Turns out I don't need to do a coil relay mod.
Batt voltage is 12.6v, coil is 9.86v so I thought that was a little too much voltage drop and started investigating.
By going right to the ignition key switch there are 4 wires, one is Red and one is Orange, the others don't mater for this.
Red is direct power and Orange is where power gets applied with the key on.
Here is where it gets interesting:
By following the red wire its pretty straight forward, from the main fuse and RR to the key switch. However, if i measure the voltage at the batt to ground and at the key to ground while all the lights are on and that wire is under about 8 amps of load I get 1.9 v drop just in 4 feet of 18ga wire.
Replaced that with a 14ga Aircraft spec wire and now .05v drop. That's better.
Better yet: I followed the Orange wire that eventually gets to the Run switch and turns into the Orange/White wire that powers the coil and Ignitor and what a long run !!

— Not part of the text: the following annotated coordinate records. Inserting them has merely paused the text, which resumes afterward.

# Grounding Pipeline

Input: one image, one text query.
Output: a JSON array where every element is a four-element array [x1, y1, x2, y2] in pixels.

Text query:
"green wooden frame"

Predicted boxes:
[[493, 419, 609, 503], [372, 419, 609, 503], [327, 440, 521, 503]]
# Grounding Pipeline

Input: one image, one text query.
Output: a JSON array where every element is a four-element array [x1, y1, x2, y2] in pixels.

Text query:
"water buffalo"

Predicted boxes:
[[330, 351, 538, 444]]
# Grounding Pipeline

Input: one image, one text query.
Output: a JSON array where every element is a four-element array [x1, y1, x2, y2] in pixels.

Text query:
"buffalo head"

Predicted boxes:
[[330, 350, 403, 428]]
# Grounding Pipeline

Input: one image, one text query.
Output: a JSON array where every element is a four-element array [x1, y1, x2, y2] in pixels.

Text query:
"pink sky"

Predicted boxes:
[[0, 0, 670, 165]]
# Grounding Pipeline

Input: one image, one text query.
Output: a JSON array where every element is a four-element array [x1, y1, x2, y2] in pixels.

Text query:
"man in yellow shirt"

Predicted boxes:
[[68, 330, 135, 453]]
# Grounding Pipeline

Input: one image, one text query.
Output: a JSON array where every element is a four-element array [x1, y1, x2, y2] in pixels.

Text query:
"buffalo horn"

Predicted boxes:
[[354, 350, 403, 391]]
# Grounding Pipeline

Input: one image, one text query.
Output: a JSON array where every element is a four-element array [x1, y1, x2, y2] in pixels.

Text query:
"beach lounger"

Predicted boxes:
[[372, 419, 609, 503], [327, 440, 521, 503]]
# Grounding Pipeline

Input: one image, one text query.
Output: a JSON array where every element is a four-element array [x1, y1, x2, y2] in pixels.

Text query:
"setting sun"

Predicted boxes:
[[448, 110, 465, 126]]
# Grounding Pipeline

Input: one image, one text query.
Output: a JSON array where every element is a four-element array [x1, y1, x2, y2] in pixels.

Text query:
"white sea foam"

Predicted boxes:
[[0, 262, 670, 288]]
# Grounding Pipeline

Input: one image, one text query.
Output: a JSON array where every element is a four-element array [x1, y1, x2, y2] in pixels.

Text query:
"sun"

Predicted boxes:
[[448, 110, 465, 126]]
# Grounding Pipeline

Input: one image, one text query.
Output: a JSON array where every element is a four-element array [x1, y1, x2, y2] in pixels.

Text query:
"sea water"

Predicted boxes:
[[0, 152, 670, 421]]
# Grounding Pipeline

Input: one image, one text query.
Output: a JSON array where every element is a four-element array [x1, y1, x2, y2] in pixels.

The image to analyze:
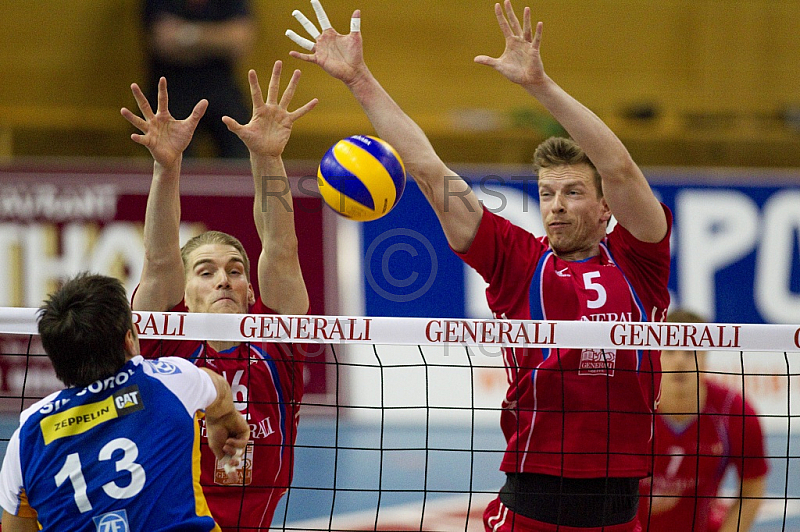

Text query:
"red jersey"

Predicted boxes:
[[639, 382, 769, 532], [459, 207, 672, 478], [140, 299, 303, 531]]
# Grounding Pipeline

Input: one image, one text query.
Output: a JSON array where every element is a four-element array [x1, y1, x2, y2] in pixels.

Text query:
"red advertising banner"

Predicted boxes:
[[0, 161, 335, 412]]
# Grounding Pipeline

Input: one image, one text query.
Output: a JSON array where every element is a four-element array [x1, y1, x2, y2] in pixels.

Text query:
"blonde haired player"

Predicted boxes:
[[287, 0, 671, 532], [122, 61, 317, 531]]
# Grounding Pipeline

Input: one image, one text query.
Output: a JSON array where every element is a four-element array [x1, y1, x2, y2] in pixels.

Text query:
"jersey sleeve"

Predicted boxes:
[[0, 428, 36, 517], [455, 208, 545, 313], [730, 396, 769, 479], [143, 357, 217, 416], [608, 203, 672, 321]]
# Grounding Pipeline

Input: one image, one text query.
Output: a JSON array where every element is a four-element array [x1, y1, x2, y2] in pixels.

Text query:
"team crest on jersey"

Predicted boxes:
[[151, 359, 181, 375], [92, 510, 130, 532], [578, 349, 617, 377]]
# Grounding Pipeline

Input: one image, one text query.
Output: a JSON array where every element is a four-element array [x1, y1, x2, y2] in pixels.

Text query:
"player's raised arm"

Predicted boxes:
[[200, 368, 250, 466], [121, 78, 208, 311], [286, 0, 483, 251], [223, 61, 317, 314], [475, 0, 667, 242]]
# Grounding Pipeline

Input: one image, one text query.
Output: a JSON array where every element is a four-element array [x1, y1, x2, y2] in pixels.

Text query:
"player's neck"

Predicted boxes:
[[206, 341, 241, 353]]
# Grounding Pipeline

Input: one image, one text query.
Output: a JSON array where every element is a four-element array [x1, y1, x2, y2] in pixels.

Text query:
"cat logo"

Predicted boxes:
[[114, 384, 144, 416]]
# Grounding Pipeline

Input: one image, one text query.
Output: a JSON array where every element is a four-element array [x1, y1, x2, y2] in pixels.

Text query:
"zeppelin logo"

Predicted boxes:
[[239, 315, 372, 342], [610, 323, 744, 349], [425, 320, 556, 345]]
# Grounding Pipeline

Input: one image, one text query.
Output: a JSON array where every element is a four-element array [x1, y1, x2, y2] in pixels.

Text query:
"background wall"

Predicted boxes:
[[0, 0, 800, 166]]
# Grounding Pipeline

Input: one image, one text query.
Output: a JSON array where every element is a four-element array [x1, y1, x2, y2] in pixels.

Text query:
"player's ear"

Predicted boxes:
[[125, 329, 140, 359], [247, 283, 256, 305], [600, 198, 611, 223]]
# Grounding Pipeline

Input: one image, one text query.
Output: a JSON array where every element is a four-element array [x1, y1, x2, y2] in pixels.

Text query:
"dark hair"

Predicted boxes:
[[181, 231, 250, 279], [533, 137, 603, 198], [37, 273, 136, 386]]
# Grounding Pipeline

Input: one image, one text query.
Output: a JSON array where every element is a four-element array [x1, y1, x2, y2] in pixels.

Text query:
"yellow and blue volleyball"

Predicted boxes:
[[317, 135, 406, 222]]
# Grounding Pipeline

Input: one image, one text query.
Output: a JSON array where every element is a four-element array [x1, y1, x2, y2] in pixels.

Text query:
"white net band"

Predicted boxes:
[[0, 308, 800, 352]]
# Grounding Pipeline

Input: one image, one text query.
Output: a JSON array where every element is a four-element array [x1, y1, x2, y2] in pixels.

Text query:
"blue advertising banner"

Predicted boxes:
[[359, 170, 800, 323]]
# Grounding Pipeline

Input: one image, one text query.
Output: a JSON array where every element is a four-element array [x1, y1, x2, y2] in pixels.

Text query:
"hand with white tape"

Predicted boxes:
[[286, 0, 368, 85]]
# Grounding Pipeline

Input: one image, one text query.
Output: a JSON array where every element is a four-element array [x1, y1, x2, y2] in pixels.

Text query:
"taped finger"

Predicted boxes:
[[292, 9, 320, 39], [286, 30, 314, 50], [311, 0, 333, 31]]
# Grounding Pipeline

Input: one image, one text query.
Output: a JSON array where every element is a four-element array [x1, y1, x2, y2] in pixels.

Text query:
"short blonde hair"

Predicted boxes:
[[533, 137, 603, 198], [181, 231, 250, 279]]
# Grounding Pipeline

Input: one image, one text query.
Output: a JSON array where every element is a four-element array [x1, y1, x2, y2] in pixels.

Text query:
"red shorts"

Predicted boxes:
[[483, 497, 642, 532]]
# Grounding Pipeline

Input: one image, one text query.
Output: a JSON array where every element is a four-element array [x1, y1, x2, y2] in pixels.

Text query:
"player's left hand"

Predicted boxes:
[[286, 0, 368, 85], [475, 0, 545, 86], [120, 77, 208, 167], [222, 61, 318, 157]]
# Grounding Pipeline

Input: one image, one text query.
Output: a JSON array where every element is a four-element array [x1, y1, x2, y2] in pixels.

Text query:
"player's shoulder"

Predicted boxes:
[[139, 357, 199, 377], [19, 390, 68, 426]]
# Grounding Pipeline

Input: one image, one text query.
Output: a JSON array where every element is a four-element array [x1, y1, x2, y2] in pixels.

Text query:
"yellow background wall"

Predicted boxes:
[[0, 0, 800, 166]]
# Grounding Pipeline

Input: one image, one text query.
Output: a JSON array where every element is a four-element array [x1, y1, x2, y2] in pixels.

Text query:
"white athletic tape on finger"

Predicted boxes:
[[311, 0, 333, 31], [286, 30, 314, 50], [292, 9, 320, 39]]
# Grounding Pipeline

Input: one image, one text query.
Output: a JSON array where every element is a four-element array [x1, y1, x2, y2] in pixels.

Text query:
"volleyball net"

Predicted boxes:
[[0, 308, 800, 531]]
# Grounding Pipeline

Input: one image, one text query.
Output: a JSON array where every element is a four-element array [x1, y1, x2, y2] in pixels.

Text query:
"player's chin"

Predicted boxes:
[[208, 299, 247, 314]]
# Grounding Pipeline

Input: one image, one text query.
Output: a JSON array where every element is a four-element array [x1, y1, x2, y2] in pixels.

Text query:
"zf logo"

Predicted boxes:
[[92, 510, 130, 532]]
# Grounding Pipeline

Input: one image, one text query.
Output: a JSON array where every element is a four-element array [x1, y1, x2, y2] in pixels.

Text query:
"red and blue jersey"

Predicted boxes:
[[459, 207, 672, 478], [639, 382, 769, 532], [140, 299, 305, 530]]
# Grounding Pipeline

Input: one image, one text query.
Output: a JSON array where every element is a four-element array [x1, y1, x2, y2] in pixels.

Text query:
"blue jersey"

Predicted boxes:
[[0, 356, 219, 532]]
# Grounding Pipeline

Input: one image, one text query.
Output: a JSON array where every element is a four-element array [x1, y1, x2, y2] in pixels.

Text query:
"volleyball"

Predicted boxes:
[[317, 135, 406, 222]]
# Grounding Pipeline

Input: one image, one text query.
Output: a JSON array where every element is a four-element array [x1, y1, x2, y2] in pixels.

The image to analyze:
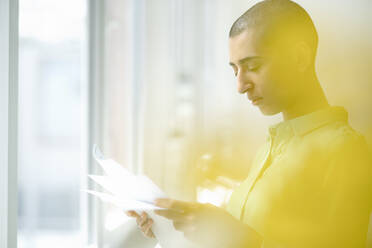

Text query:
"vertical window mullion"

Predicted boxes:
[[0, 0, 18, 247]]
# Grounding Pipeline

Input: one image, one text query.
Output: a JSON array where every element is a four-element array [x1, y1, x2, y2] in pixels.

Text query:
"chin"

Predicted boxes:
[[259, 105, 280, 116]]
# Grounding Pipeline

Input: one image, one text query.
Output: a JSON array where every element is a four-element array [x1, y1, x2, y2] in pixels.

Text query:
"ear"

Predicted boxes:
[[293, 42, 314, 72]]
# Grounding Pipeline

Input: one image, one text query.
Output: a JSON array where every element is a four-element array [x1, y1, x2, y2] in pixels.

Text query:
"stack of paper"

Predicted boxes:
[[87, 145, 201, 248]]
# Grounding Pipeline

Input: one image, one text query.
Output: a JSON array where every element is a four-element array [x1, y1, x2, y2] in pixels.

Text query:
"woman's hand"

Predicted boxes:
[[155, 199, 261, 248], [125, 211, 155, 238]]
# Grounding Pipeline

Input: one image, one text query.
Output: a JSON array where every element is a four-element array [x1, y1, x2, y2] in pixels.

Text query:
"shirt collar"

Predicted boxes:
[[269, 106, 348, 136]]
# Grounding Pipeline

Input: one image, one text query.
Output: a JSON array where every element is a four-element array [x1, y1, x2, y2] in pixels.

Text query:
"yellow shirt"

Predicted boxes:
[[227, 107, 372, 248]]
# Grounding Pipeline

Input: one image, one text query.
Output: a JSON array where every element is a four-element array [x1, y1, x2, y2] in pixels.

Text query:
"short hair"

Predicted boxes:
[[229, 0, 318, 54]]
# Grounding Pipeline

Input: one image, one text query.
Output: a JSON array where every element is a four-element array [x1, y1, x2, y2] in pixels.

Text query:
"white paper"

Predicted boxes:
[[85, 145, 198, 248]]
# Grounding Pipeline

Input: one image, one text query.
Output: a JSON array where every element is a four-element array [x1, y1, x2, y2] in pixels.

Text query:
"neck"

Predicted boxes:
[[282, 72, 329, 121]]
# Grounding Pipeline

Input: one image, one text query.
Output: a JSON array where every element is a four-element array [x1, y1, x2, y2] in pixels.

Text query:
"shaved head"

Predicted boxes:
[[229, 0, 318, 57]]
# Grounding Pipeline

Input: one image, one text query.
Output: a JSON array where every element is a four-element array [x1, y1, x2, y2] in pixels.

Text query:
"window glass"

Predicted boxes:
[[18, 0, 86, 248]]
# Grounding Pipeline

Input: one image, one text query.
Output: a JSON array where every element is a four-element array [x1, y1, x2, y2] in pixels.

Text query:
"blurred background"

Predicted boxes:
[[18, 0, 372, 248]]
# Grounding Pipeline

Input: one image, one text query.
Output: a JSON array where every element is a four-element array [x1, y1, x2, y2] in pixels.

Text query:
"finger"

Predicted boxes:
[[142, 219, 154, 237], [154, 210, 187, 221], [125, 211, 140, 218], [173, 221, 186, 232], [137, 217, 151, 227]]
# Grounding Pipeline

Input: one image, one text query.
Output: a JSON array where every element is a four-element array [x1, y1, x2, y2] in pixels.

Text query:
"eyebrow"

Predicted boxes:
[[229, 56, 262, 66]]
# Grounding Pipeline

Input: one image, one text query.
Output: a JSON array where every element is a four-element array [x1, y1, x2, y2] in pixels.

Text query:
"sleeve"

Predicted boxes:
[[258, 131, 372, 248]]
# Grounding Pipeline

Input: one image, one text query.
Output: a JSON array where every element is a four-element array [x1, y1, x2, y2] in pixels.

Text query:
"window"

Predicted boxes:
[[18, 0, 86, 248]]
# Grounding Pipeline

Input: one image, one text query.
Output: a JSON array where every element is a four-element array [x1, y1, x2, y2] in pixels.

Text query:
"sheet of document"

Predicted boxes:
[[85, 145, 199, 248]]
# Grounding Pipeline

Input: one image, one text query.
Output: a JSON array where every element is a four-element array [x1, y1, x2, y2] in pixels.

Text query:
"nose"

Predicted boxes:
[[237, 73, 254, 94]]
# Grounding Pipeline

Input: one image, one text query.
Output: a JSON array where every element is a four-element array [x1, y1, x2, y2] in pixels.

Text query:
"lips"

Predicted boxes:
[[249, 97, 263, 105]]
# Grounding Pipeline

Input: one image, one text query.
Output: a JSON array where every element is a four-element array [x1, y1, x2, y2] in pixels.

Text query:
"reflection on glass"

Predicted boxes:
[[18, 0, 86, 248]]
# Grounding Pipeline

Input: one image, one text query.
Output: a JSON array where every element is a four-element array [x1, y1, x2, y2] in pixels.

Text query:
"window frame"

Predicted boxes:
[[0, 0, 18, 247]]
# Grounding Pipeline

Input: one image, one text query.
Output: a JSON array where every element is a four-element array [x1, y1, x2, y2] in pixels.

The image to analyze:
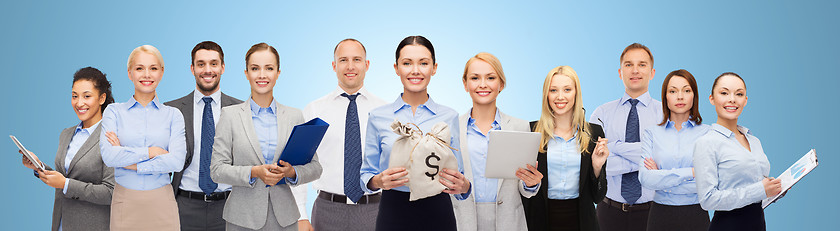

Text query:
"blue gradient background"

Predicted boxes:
[[0, 1, 840, 230]]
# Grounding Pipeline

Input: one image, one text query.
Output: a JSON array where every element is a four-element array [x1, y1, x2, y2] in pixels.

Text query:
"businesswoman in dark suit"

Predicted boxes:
[[23, 67, 114, 231], [210, 43, 321, 231], [522, 66, 610, 231], [694, 72, 782, 230], [360, 36, 470, 230], [452, 52, 543, 231]]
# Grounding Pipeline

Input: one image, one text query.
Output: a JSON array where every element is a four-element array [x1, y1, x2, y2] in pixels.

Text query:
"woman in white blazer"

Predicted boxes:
[[452, 52, 543, 231], [210, 43, 321, 231]]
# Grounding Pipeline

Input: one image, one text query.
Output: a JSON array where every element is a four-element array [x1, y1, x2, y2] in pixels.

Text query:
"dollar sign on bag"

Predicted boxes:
[[426, 152, 440, 180]]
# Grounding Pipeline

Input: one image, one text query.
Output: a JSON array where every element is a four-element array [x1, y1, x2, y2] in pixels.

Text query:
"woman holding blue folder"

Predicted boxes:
[[210, 43, 321, 231]]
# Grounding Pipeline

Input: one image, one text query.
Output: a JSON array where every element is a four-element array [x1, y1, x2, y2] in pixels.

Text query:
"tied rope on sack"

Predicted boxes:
[[388, 120, 458, 201]]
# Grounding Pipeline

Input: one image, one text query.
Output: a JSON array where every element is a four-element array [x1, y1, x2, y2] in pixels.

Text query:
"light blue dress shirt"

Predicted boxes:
[[248, 98, 297, 184], [99, 97, 187, 190], [694, 124, 770, 211], [589, 92, 662, 204], [546, 133, 581, 200], [360, 94, 472, 200], [639, 120, 710, 206]]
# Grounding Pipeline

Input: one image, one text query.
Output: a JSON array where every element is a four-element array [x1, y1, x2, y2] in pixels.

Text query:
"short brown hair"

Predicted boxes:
[[190, 41, 225, 65], [618, 43, 653, 66], [659, 69, 703, 126]]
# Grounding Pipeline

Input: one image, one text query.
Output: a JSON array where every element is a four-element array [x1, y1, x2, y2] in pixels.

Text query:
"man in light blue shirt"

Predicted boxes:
[[589, 43, 662, 231]]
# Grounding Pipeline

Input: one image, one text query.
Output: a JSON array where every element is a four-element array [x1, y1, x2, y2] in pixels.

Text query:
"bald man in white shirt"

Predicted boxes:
[[292, 38, 386, 231]]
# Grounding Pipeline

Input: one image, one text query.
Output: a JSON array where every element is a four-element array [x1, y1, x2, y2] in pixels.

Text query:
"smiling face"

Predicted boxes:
[[547, 74, 577, 117], [394, 45, 437, 93], [128, 52, 163, 94], [70, 80, 106, 124], [618, 49, 656, 96], [709, 75, 747, 120], [332, 40, 370, 93], [245, 50, 280, 95], [190, 49, 225, 95], [464, 60, 505, 105], [665, 75, 694, 117]]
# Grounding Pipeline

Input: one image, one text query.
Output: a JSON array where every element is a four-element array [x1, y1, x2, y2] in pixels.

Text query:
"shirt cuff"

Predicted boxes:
[[61, 178, 70, 195]]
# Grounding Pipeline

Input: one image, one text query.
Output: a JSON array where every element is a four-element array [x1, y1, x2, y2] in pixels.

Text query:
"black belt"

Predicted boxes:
[[604, 197, 650, 212], [178, 189, 230, 202], [318, 191, 382, 205]]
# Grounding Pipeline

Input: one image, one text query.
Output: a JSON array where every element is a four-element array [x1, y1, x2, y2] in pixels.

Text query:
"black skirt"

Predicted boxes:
[[647, 203, 709, 231], [548, 198, 580, 231], [376, 190, 458, 231], [709, 202, 767, 231]]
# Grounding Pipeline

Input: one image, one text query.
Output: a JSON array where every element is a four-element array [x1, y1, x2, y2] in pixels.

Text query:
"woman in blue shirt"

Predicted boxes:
[[694, 72, 782, 230], [522, 66, 610, 231], [360, 36, 470, 230], [210, 43, 321, 231], [452, 52, 543, 231], [99, 45, 187, 230], [639, 69, 709, 231], [23, 67, 114, 231]]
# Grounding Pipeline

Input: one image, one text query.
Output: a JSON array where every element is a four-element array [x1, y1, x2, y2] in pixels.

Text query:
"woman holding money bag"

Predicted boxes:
[[360, 36, 470, 230]]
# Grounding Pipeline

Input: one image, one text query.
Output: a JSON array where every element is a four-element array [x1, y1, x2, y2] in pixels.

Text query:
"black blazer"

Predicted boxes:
[[163, 91, 242, 193], [522, 121, 607, 231]]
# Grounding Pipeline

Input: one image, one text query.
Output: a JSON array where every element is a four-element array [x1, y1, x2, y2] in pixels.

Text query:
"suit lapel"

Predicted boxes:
[[239, 102, 265, 164], [66, 125, 102, 172]]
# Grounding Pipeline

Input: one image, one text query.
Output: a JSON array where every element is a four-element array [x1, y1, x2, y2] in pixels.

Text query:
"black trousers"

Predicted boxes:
[[647, 202, 709, 231], [595, 201, 650, 231], [376, 190, 458, 231], [709, 202, 767, 231], [175, 196, 227, 231]]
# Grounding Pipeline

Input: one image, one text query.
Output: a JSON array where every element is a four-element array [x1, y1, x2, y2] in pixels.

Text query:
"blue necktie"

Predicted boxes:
[[341, 93, 365, 203], [621, 99, 642, 204], [198, 96, 218, 195]]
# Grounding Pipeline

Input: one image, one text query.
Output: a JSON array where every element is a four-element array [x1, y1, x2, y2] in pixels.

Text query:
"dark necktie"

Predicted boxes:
[[621, 99, 642, 204], [198, 96, 218, 195], [341, 93, 365, 203]]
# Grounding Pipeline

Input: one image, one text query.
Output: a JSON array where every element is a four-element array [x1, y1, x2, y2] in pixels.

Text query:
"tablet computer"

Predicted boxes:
[[484, 130, 540, 179]]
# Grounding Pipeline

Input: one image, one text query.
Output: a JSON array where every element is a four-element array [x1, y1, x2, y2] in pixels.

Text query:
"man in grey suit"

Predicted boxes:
[[164, 41, 242, 230]]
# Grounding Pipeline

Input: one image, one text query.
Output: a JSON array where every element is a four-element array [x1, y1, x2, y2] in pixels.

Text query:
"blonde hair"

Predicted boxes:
[[535, 66, 592, 154], [126, 45, 163, 70], [461, 52, 506, 87]]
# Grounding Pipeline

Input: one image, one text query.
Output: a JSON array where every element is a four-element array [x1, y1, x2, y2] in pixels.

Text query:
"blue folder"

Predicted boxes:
[[274, 118, 330, 187]]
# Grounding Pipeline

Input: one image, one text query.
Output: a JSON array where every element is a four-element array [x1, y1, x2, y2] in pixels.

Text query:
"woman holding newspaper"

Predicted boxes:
[[360, 36, 470, 230], [452, 52, 543, 231], [210, 43, 321, 231], [522, 66, 610, 231], [694, 72, 782, 230], [18, 67, 114, 231]]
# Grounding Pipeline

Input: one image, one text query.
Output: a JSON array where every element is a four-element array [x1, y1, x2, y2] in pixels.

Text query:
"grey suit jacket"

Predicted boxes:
[[52, 126, 114, 231], [452, 112, 539, 230], [210, 101, 321, 229], [163, 91, 242, 193]]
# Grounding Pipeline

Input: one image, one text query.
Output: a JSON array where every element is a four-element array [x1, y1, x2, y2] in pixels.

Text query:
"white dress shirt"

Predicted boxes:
[[178, 89, 231, 192], [292, 87, 387, 220]]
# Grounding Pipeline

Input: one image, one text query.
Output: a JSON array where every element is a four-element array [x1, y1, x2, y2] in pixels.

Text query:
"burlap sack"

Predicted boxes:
[[388, 121, 458, 201]]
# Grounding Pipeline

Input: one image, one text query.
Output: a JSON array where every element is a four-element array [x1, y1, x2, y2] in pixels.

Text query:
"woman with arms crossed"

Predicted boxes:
[[639, 69, 709, 231], [694, 72, 782, 230], [452, 52, 543, 231], [210, 43, 321, 231], [522, 66, 610, 231], [18, 67, 114, 231]]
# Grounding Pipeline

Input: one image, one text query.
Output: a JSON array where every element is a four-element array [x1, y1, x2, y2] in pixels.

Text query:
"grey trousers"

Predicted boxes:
[[312, 197, 379, 231]]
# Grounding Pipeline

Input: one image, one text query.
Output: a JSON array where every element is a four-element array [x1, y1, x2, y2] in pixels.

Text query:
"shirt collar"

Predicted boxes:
[[248, 98, 277, 115], [128, 95, 160, 109], [618, 91, 653, 107], [391, 93, 440, 115], [712, 123, 752, 138], [193, 89, 222, 104]]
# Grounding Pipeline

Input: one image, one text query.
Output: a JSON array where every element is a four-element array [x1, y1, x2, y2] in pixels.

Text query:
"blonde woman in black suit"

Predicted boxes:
[[23, 67, 114, 231]]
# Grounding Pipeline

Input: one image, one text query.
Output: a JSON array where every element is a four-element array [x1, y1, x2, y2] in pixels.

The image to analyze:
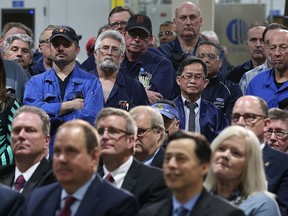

It starts at the ignition switch goes 6 feet to the rear brake light switch, splices into another orange wire, comes back 4 feet to a wimpy little splice into 4 more wires and then one of those go to the Run Switch where it goes another 4 feet down the harness the coils and 2 more to the ignitor.
What the hell :P why such a long run?
So here is what this post is for:
I replaced the main red wire to the switch.
Followed orange the wire down the harness about a foot and added another splice from that orange wire to other orange wire going to the run switch and the voltage drop is much better.
Now voltage at the batt is 12.6 same load as before 8 amps and coil voltage is 11.98.
Much better,
Oh and one more thing... By turning on any accessory or lights I don't notice any dimming of any other lights.